Selon la présidente de la délégation sénatoriale aux collectivités locales, Françoise Gatel (Union centriste), la nécessité de revaloriser les fonctionnaires territoriaux ne suscite aucun débat. Mais un geste de l’État est attendu, étant donné que la décision lui revenait. « Il ne s’agit pas de dire que l’État doit tout payer. Ce n’est d’ailleurs pas le discours des élus, personne ne croit à l’argent facile. Mais il faut sans doute regarder de près les situations des différentes collectivités, voir celles qui doivent être aidées, accompagnées », plaide la sénatrice d’Ille-et-Vilaine. Et de rappeler : « Les collectivités font plus de 70 % de l’investissement public [civil]. Si elles sont étranglées par leurs dépenses de fonctionnement, elles ne dégageront pas de capacités d’investissement. Et donc, de créations d’emploi. »

Sans coup de pouce supplémentaire de la part de l’État, les contraintes financières pourraient devenir intenables pour les collectivités locales. « Il va y avoir une diminution du niveau de service, on ne pourra pas tenir », redoute Philippe Laurent (UDI), deuxième vice-président de l’Association des maires de France (AMF). Dans un communiqué du 7 juillet, l’association présidée par David Lisnard (LR) a à nouveau appelé à ce que la dotation générale de fonctionnement, versée par l’Etat aux collectivités, soit indexée sur l’évolution de l’inflation.

« Cela fait beaucoup de petits feux »

Outre la progression leurs dépenses de fonctionnement, les collectivités voient également des menaces planer sur leurs recettes fiscales. L’annonce de la suppression dès 2023 de la contribution sur la valeur ajoutée des entreprises (CVAE), cet impôt de production payé par les entreprises, n’est pas pour les rassurer. « Cela fait beaucoup de petits feux », note la sénatrice Françoise Gatel. Derrière la suppression d’un impôt local, les collectivités redoutent toujours que l’État ne compense pas leurs pertes à la bonne hauteur au fil du temps. Françoise Gatel plaide pour un « plan de visibilité de financement » pour les élus locaux.

L’AMF réclame une consultation avec le gouvernement. « On demande qu’il y ait une vraie négociation, et que l’on regarde avec des chiffres précis, les conséquences pour les collectivités et les services publics communaux […] On n’a pas le moindre signe qu’une rencontre de ce type au plus niveau ait lieu », s’inquiète le maire de Sceaux Philippe Laurent.

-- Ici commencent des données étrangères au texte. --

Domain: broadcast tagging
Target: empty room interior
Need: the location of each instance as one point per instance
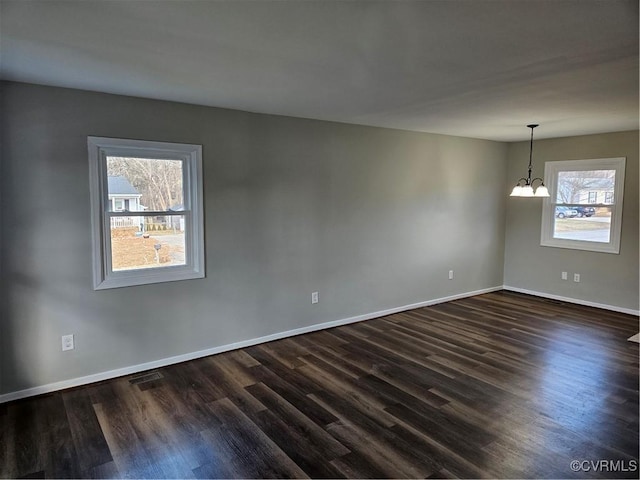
(319, 239)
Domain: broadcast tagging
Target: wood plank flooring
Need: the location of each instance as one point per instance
(498, 385)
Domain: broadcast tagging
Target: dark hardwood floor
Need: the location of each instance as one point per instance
(498, 385)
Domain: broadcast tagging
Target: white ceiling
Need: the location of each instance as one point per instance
(474, 68)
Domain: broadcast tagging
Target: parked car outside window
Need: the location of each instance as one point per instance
(585, 211)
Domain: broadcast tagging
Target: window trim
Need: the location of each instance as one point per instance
(551, 170)
(191, 156)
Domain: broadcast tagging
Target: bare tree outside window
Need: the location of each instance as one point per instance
(578, 187)
(159, 181)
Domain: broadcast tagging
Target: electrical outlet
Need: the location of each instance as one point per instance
(67, 343)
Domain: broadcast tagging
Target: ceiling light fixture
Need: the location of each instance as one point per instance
(526, 190)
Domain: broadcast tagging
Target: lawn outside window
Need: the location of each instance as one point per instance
(146, 212)
(584, 209)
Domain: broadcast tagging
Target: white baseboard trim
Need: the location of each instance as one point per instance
(98, 377)
(578, 301)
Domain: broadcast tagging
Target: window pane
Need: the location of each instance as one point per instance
(147, 242)
(585, 187)
(144, 184)
(583, 223)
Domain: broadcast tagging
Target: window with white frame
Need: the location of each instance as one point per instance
(572, 216)
(146, 212)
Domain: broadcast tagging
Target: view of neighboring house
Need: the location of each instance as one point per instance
(600, 191)
(124, 197)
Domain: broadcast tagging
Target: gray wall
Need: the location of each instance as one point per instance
(605, 278)
(371, 218)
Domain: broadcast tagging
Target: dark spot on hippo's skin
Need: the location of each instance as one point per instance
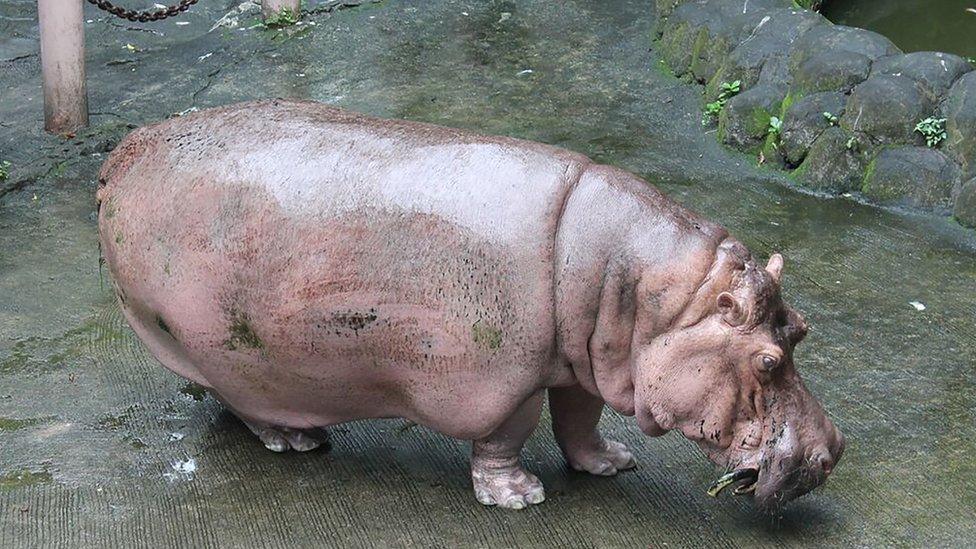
(162, 326)
(355, 320)
(241, 334)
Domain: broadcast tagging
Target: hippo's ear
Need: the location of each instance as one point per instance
(775, 267)
(732, 309)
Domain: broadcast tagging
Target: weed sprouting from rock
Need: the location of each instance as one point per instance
(726, 91)
(933, 129)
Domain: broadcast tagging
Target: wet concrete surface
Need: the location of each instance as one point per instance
(100, 446)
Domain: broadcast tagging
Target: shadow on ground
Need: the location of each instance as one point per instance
(99, 446)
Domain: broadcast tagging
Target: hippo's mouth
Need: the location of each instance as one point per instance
(745, 479)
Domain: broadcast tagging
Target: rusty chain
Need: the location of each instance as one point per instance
(143, 16)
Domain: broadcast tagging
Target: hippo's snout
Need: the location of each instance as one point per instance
(789, 470)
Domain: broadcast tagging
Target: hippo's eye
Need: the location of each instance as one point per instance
(769, 362)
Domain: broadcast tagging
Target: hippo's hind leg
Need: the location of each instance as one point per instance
(575, 414)
(282, 439)
(496, 470)
(277, 438)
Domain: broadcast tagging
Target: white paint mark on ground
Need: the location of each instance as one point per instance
(183, 469)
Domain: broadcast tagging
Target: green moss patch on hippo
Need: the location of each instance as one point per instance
(242, 336)
(486, 336)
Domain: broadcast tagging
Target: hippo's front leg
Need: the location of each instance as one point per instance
(575, 415)
(496, 470)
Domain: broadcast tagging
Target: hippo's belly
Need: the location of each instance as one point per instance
(314, 267)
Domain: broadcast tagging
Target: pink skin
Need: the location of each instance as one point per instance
(312, 266)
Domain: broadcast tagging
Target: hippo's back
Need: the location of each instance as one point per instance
(334, 249)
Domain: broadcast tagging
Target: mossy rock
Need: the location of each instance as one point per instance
(965, 207)
(832, 70)
(959, 109)
(918, 177)
(839, 38)
(760, 59)
(934, 72)
(831, 165)
(744, 122)
(804, 121)
(887, 108)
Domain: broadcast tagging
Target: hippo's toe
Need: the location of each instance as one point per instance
(282, 439)
(510, 488)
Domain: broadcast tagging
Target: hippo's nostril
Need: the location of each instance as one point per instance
(823, 461)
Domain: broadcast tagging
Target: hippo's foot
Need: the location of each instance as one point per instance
(601, 457)
(509, 486)
(282, 439)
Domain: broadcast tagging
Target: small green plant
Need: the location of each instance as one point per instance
(726, 91)
(284, 18)
(933, 129)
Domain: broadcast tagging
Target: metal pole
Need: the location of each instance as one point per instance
(63, 64)
(272, 8)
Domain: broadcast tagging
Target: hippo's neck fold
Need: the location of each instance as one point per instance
(622, 243)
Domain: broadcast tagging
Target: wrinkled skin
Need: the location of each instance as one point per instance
(312, 266)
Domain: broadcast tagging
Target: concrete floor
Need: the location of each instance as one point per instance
(99, 446)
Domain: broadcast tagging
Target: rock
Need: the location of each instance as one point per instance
(913, 176)
(663, 8)
(840, 38)
(959, 110)
(935, 72)
(759, 57)
(744, 122)
(831, 70)
(831, 165)
(965, 208)
(699, 34)
(804, 121)
(681, 31)
(887, 108)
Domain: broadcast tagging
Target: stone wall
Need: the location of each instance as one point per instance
(839, 107)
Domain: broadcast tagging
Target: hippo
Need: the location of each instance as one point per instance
(311, 266)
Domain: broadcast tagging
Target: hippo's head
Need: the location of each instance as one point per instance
(725, 378)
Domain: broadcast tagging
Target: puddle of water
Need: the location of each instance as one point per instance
(913, 25)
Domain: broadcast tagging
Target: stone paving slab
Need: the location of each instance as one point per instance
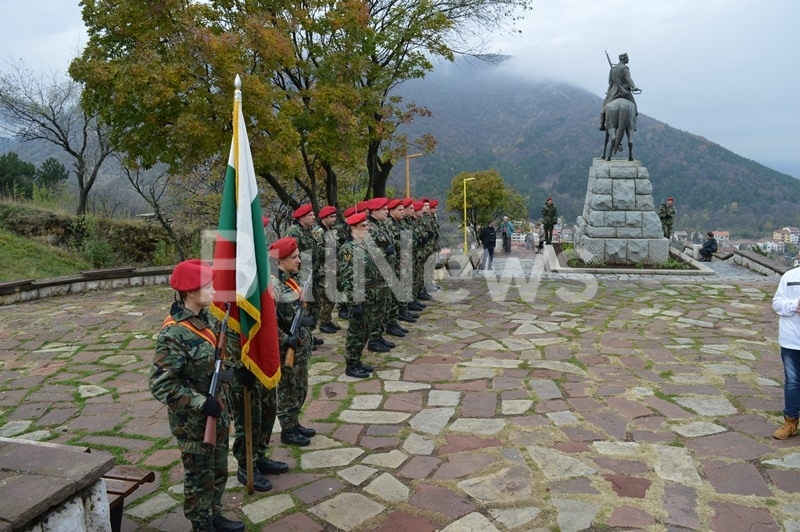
(524, 400)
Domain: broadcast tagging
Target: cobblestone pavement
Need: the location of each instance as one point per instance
(520, 401)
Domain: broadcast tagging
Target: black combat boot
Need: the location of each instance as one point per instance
(292, 437)
(377, 346)
(407, 317)
(395, 330)
(356, 372)
(387, 343)
(271, 467)
(308, 433)
(223, 524)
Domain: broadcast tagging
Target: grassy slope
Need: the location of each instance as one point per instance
(24, 258)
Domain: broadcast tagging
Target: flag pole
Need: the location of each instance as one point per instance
(248, 422)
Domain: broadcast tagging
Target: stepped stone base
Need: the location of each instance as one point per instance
(619, 224)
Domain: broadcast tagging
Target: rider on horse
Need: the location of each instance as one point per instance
(620, 85)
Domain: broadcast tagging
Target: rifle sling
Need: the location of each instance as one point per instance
(206, 334)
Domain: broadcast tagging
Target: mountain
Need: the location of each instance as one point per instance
(542, 137)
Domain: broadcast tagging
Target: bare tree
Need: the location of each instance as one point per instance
(152, 186)
(34, 108)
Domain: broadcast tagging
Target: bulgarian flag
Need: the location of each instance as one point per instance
(240, 260)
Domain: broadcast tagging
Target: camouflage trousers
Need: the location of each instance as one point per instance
(419, 273)
(292, 392)
(325, 306)
(205, 475)
(379, 303)
(263, 410)
(358, 331)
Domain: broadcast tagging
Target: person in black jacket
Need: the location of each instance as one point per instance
(488, 238)
(709, 248)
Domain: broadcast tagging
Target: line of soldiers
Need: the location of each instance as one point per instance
(376, 264)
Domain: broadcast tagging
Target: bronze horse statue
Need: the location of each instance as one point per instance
(620, 120)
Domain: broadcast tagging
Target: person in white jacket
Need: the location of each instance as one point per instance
(785, 303)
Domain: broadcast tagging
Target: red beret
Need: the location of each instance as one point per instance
(301, 211)
(283, 247)
(356, 218)
(377, 203)
(190, 275)
(326, 211)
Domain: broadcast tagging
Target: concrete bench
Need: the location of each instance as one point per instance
(122, 481)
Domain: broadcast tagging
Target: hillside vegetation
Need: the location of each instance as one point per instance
(542, 138)
(25, 258)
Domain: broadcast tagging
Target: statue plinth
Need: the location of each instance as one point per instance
(619, 223)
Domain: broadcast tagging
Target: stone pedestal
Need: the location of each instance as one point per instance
(619, 224)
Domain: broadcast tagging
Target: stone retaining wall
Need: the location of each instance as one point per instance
(88, 281)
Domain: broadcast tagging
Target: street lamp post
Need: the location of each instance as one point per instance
(408, 173)
(466, 250)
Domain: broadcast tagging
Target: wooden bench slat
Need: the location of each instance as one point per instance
(132, 474)
(120, 487)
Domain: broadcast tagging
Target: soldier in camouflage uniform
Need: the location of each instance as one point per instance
(429, 254)
(412, 227)
(180, 378)
(397, 309)
(263, 410)
(380, 298)
(293, 387)
(343, 235)
(326, 232)
(312, 255)
(549, 220)
(420, 251)
(436, 245)
(360, 276)
(667, 214)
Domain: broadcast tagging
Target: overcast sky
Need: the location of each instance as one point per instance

De son côté, le gouvernement a déjà donné quelques éléments de réponse le 8 juillet au Sénat, lors de l’audition des ministres de Bercy, en amont de l’examen du budget rectificatif. Questionné par plusieurs sénateurs sur la réponse à apporter à la progression des dépenses contraintes des collectivités, le ministre des comptes publics Gabriel Attal a invité ses interlocuteurs à regarder l’autre versant des budgets, à savoir celui des recettes. « On peut parler de l’effet de l’inflation en charges pour les collectivités – évidemment on le fait et c’est une réalité – mais il faut aussi regarder ce que l’inflation produit aussi en recettes ». Sur les cinq premiers mois de 2022, celles-ci ont progressé de 4,8 milliards d’euros par rapport à la même période de 2021, selon lui. « Je pose ça là, comme on dit », a conclu l’ancien porte-parole du gouvernement.

Du côté de l’AMF, Philippe Laurent conteste cette approche, affirmant qu’il y a plutôt une grande variété de situations parmi les collectivités. Le vice-président de l’association représentant les maires relève d’ailleurs que l’Etat lui-même a constaté un surplus important de recettes fiscales en 2022. Grâce à des rentrées plus importantes de TVA, stimulées en partie par l’inflation, mais aussi d’impôts sur le revenu, Bercy a enregistré un surplus d’une cinquantaine de milliards d’euros. « Ce n’est pas anormal qu’il y en ait une partie affectée aux collectivités territoriales », suggère le maire de Sceaux. « Si le gouvernement voulait renouer un lien fort avec les collectivités, il pourrait très bien décider de redistribuer deux ou trois milliards d’euros de cette manne financière ». Le débat budgétaire au Sénat s’annonce musclé.